RHR also needs to acquire a number of permits from various state agencies, a review process that has generally paralleled the Forest Service evaluation.
“We have to have all the other approvals in place before we could sign off on a mining permit,” said Dave Clark, coal program manager for the state Mining and Mineral Division.
“We would hope to have a permit by the end of the year,” DeJoia said.
The mine permit area would encompass 1,968 acres including haul roads, utility corridor and de-watering discharge pipeline. RHR proposed a two-shaft alternative, with one on state land, and one on Forest Service land.
Water pumped from depressuring wells not meeting discharge standards would be treated at an on-site treatment plant and transported 5.5 miles to a tank on private ranchland for use to irrigate range or pasture land, according to the draft environmental impact statement.
“Basically, you would be able to take this water we’d produce and drink it,” DeJoia said.
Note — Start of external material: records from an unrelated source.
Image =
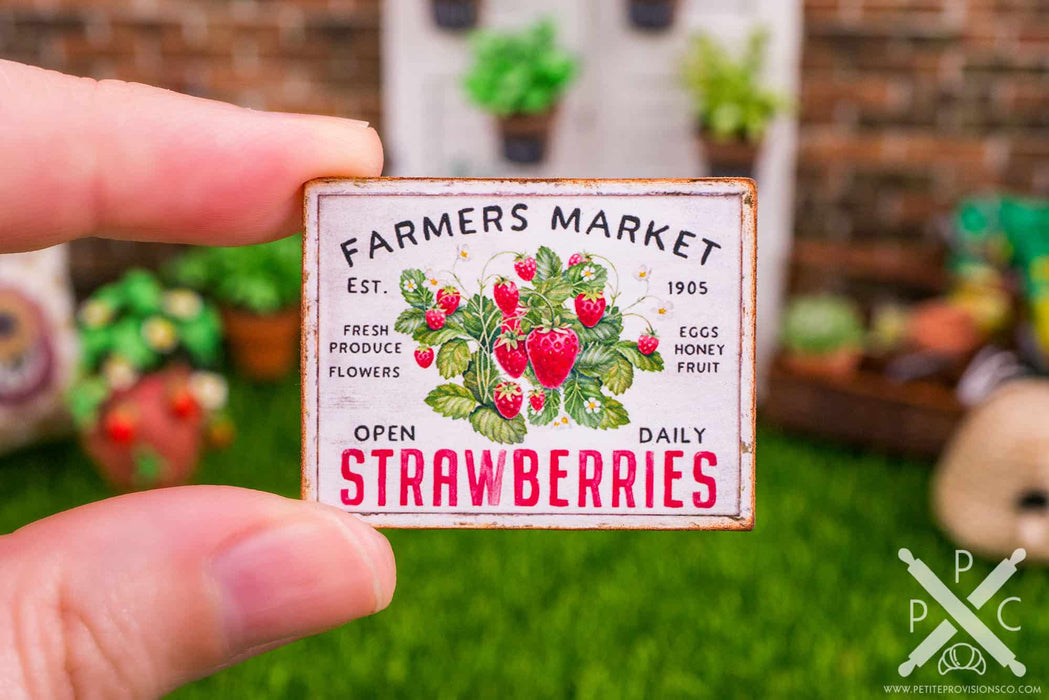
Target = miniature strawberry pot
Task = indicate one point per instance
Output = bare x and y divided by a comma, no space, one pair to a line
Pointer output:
651,14
520,78
455,14
144,414
538,343
257,288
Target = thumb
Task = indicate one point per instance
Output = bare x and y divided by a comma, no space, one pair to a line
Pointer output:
138,594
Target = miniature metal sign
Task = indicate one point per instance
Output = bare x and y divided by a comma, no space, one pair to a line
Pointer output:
531,354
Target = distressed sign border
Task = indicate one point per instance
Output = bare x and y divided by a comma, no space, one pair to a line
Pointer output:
734,187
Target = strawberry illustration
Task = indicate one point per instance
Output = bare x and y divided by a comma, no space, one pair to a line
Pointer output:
508,399
506,295
525,267
647,342
424,356
510,353
435,318
448,299
120,425
552,353
537,400
590,308
183,403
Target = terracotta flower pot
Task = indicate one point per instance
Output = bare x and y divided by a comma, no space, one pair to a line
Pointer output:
837,365
455,14
144,439
728,158
263,347
525,136
651,15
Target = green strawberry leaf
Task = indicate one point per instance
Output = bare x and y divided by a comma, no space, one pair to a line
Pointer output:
410,320
596,359
578,394
547,263
451,401
453,358
488,422
482,319
434,338
413,289
628,349
480,377
606,332
587,277
619,376
550,408
613,414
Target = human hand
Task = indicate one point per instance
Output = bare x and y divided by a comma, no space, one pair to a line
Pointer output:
137,594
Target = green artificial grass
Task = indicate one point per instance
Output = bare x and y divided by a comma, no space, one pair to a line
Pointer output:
813,602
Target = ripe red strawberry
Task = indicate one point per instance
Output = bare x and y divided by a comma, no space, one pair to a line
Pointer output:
434,318
647,342
448,299
537,399
183,403
525,267
506,295
508,399
590,308
424,356
552,353
121,426
510,353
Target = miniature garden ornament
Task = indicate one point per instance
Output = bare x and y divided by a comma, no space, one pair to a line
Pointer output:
143,409
257,289
529,386
732,108
822,336
520,77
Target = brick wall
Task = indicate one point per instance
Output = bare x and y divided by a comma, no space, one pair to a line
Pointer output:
303,56
908,105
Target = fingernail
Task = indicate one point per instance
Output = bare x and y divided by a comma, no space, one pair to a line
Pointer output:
300,578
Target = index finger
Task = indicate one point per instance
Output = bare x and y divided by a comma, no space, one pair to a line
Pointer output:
83,157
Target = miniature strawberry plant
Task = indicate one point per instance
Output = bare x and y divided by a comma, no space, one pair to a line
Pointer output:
547,332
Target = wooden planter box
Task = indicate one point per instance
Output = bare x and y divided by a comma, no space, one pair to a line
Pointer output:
915,419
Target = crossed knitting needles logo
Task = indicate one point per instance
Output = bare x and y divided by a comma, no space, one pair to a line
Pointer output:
962,614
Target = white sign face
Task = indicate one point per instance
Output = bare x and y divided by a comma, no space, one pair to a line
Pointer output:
531,354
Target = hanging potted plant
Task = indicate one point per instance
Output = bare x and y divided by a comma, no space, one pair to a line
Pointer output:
455,15
258,290
822,336
732,108
520,78
142,403
651,15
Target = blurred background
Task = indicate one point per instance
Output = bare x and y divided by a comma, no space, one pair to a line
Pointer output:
901,149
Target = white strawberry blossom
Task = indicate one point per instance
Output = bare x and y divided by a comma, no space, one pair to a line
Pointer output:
663,309
209,388
159,334
183,303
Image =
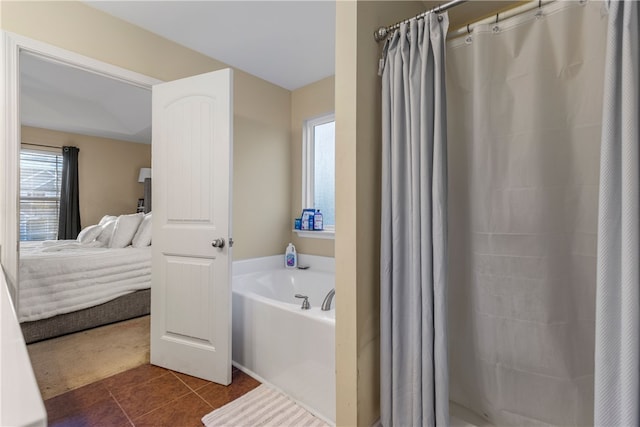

He said that water, in effect, would go back into the earth, “replenishing the hydrologic cycle.”
There would be 183 acres of surface disturbance. That would shrink to about 120 acres under a one-shaft alternative, also studied by the Forest Service in the draft EIS.
From issuance of the permit, RHR estimates it would take 3 1/2 years for production to begin.
“Although our plan only entails nine years of actual mining, once you get in there, our neighbors will want access to their ore also … so we fully anticipate another nine years with the other properties added in,” he said.
He explained, “What you’re doing here is you’re permitting the surface disturbance … Once we have all the underground development done, I would fully expect our neighbors to say, ‘can you mine our ore?’ ”
One of its neighbors is uranium mining company URI.
The developer would be required to restore the property to its principal grazing use after mining is completed.